Allora il Conte, un po' incollerito, anch'io, disse, andrò da Monsignore e saprò cosa dirgli. Monsignore vuole il disordine, vuol suscitar la guerra civile, mi rincresce per loro che pel passato godevano stima, ma in seguito a questo fatto saran cacciati via da Torino sin da domani, andrò io al Consìglio dei Ministri, i Serviti saran vittima dell'ostinazione di Monsignore e la religione sarà quella che ne avrà a soffrire di più. Il paese a fronte delle mene dei par­titi farà la sua via e non cambi era né la sua religione, né la sua politica. Al che io risposi pacatamente poche parole, che di politica non me ne occupava, che la religione credeva di difenderla con osservare le leggi della Chiesa, che Monsignore aveva agito con tutta la prudenza, con tutta la tolleranza possibile, che anch'egli si consultava ecc. Al che mi rispose che quei che consultavano Monsignore erano cattivi consiglieri. Cosi finì l'abboccamento col Conte Cavour e Dottor Malinverni.

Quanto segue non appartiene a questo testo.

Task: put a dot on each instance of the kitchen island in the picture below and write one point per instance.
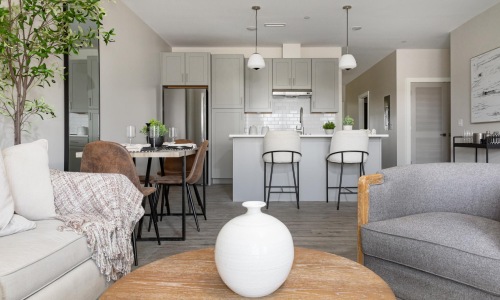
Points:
(248, 168)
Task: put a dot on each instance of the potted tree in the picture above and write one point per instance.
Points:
(162, 131)
(348, 122)
(329, 127)
(33, 34)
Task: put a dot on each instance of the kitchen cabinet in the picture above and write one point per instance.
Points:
(224, 123)
(78, 87)
(292, 73)
(259, 88)
(178, 68)
(228, 89)
(325, 85)
(93, 81)
(93, 125)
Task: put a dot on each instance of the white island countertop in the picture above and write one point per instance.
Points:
(237, 135)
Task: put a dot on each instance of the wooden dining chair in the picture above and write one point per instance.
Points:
(192, 178)
(110, 157)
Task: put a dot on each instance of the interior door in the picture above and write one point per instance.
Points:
(430, 129)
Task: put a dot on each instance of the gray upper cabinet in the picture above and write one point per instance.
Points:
(325, 85)
(228, 89)
(259, 88)
(292, 73)
(78, 87)
(178, 68)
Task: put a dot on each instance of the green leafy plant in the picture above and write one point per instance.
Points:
(32, 33)
(348, 120)
(329, 125)
(154, 122)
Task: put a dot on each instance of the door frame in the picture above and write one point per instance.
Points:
(361, 102)
(407, 131)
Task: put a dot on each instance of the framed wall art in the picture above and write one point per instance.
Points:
(485, 87)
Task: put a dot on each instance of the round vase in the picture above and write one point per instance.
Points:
(254, 252)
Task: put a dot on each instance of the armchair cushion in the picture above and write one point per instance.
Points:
(27, 168)
(464, 249)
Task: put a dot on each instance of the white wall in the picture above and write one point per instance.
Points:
(479, 35)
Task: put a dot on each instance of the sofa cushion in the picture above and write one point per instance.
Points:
(33, 259)
(6, 201)
(28, 173)
(459, 247)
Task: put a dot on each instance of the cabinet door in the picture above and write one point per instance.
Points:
(78, 93)
(227, 81)
(172, 68)
(93, 81)
(259, 88)
(282, 73)
(301, 73)
(196, 68)
(93, 125)
(325, 81)
(224, 123)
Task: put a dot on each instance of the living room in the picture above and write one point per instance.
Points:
(130, 92)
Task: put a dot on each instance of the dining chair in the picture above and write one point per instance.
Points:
(110, 157)
(192, 178)
(347, 147)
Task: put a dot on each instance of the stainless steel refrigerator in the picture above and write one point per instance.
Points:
(186, 110)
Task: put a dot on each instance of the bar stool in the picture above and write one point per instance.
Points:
(281, 147)
(347, 147)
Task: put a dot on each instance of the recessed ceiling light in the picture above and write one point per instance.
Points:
(274, 24)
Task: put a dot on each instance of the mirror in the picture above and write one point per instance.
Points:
(81, 102)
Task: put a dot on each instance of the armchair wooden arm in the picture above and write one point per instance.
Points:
(364, 204)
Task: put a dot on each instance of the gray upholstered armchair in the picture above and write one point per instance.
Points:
(432, 231)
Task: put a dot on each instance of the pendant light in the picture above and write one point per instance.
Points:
(256, 61)
(347, 61)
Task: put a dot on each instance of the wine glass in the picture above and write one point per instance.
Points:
(130, 133)
(154, 133)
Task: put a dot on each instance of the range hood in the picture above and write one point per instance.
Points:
(292, 93)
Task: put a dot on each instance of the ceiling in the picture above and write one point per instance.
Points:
(386, 24)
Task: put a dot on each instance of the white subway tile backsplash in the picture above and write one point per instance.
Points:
(286, 115)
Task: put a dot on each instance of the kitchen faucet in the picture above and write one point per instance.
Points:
(300, 127)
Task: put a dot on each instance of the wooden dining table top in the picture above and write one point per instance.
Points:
(193, 275)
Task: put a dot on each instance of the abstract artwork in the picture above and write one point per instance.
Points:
(485, 87)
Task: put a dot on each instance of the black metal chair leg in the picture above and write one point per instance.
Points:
(340, 183)
(191, 205)
(269, 188)
(198, 199)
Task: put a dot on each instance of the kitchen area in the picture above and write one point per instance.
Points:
(289, 93)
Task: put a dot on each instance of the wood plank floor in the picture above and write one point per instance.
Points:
(316, 225)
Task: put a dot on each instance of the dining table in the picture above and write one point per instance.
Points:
(161, 153)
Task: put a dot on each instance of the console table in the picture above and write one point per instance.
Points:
(486, 146)
(193, 275)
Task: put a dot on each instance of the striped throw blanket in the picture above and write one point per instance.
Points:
(103, 207)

L'indomani mattina 6 agosto alle ore quattro era già in vettura diretto a Pianezza. Là giunto verso le 5 e mezzo domandai di Monsignore, che accoltomi subito mi domandò, quei nuove così di buon'ora? Li raccontai la morte di S. Rosa, gli presentai l'ultima dichiarazione rifiutata da me e dal P. Girò e lo avvertii che a momenti forse sarebbe venuto a parlargli il Conte Cavour con altri, e gli domandai il modo di regolarmi rapporto alla sepoltura, se avevasi a fare o no. Al che Monsignore mi rispose ringraziandomi della premura che mi era fatta nel prevenirlo di tutto, che la sepoltura non credeva di poterla accordare, che però me ne ritornassi immediatamente a Torino, andassi dal
JO) li chirurgo Germano Malinverni, deputato di Trino.